I would like to solve it or understand why this happen


Solution

  • Headless mode makes it more obvious to servers that your script is a bot. You're being detected and blocked headlessly, but bypassing detection when running headfully.

    Since you can't see anything, headless is a bit harder to debug than headful. Using

    console.log(await page.content());
    await page.screenshot({path: "test.png", fullPage: true});
    

    are good tools for figuring out why elements you expect to be on the page aren't.

    In this case, adding

    const text = (await page.textContent("body"))
      .replace(/ +/g, " ")
      .replace(/(\n ?)+/g, "\n")
      .trim();
    console.log(text);
    

    after goto to get the full text content of the page gives:

    Access denied
    Error code 1020
    You do not have access to <Your URL>.The site owner may have set restrictions that prevent you from accessing the site.
    Error details
    Provide the site owner this information.
    I got an error when visiting <Your URL>.
    Error code: 1020
    Ray ID: **************
    Country: US
    Data center: *****
    IP: *****************
    Timestamp: 2023-02-17 22:39:13 UTC
    Click to copy
    Was this page helpful?
    Yes
    No
    Thank you for your feedback!
    Performance & security by Cloudflare
    

    It's not a perfect guarantee, but adding a user agent header is an easy option that seems to be enough to avoid headless detection on this particular site at this point in time:

    import {expect, test} from "@playwright/test"; // ^1.42.1
    
    const url = "<Your URL>";
    const userAgent =
      "Mozilla/5.0 (Windows NT 10.0; Win64; x64) AppleWebKit/537.36 (KHTML, like Gecko) Chrome/69.0.3497.100 Safari/537.36";
    
    test.describe("with user agent", () => {
      test.use({userAgent});
    
      test("is able to retrieve offers", async ({page}) => {
        await page.goto(url, {waitUntil: "commit"});
        const offers = page.locator('[id="Body offers-panel"] li');
        await expect(async () => {
          expect(await offers.count()).toBeGreaterThanOrEqual(10);
        }).toPass();
      });
    });
    

    This works because the default Playwright headless user agent header explicitly says "I am a robot" by default, while headful uses a normal browser user agent.

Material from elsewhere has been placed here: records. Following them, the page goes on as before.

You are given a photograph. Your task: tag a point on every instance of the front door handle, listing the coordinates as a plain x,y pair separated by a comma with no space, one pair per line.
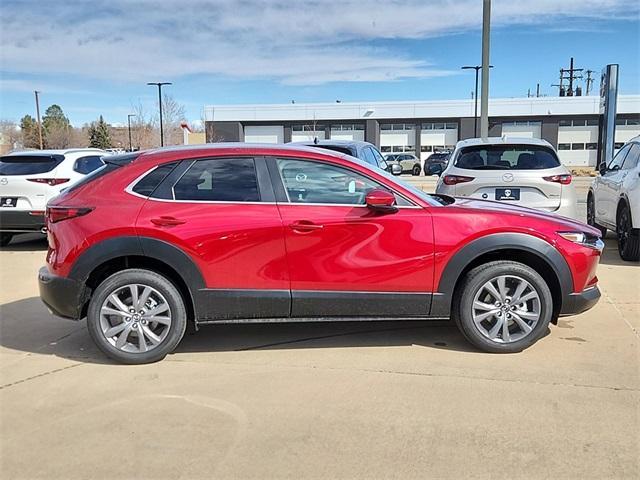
166,221
305,226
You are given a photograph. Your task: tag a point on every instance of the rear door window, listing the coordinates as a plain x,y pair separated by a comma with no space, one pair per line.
507,157
28,164
219,180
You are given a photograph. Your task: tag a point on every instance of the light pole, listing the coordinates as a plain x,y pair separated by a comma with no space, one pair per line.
129,123
486,36
38,115
159,85
477,68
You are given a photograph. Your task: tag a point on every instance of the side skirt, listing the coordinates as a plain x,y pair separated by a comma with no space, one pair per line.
318,319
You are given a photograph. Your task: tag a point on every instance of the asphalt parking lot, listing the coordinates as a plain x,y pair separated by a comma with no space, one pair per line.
341,400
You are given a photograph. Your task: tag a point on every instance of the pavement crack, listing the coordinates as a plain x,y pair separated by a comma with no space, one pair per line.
33,377
615,306
421,374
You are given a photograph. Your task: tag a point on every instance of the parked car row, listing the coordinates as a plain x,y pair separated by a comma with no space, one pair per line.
28,180
142,244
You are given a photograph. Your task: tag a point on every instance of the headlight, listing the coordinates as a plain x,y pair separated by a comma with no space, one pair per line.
585,239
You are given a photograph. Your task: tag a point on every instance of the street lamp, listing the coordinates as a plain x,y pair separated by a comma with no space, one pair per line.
129,123
159,85
477,68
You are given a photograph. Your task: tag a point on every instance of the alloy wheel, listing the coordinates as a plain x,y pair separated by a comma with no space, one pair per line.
506,309
135,318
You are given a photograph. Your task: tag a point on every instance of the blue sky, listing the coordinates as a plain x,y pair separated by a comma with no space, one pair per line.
95,57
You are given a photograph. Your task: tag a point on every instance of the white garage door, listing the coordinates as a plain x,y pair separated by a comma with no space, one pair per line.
264,134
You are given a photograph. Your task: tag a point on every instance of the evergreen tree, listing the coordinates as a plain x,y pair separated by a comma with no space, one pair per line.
29,130
99,136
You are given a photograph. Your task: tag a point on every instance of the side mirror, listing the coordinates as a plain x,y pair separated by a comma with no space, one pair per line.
602,168
381,200
434,169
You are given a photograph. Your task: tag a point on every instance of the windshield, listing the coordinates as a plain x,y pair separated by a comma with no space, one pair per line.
507,157
28,164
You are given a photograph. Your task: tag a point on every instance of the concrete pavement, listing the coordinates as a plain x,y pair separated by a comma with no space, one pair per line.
349,400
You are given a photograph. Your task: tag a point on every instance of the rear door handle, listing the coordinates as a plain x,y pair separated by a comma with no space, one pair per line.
165,221
305,226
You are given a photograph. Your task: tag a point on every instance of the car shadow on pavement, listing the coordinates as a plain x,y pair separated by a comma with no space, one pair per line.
27,326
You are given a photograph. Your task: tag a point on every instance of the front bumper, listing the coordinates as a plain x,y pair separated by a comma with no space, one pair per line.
20,221
65,297
576,303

But keep in mind bot detection involves many more factors than just this. Using a rotating proxy service would be a more robust solution.

    For completeness, here's how to change the user agent in a non-test Playwright script, which is more typical in scraping:

    const playwright = require("playwright"); // ^1.42.1
    
    let browser;
    let context;
    (async () => {
      const url = "<Your URL>";
      const userAgent =
        "Mozilla/5.0 (Windows NT 10.0; Win64; x64) AppleWebKit/537.36 (KHTML, like Gecko) Chrome/58.0.3029.110 Safari/537.36";
      browser = await playwright.firefox.launch();
      context = await browser.newContext({userAgent, bypassCSP: true});
      const page = await context.newPage();
      await page.goto(url, {waitUntil: "commit"});
      const sel = '[id="Body offers-panel"] li';
      await page.waitForFunction(
        `document.querySelectorAll('${sel}').length >= 10`
      );
      const offers = await page.locator(sel).count();
      console.log("Num of offers:", offers);
    })()
      .catch(err => console.error(err))
      .finally(() => browser?.close());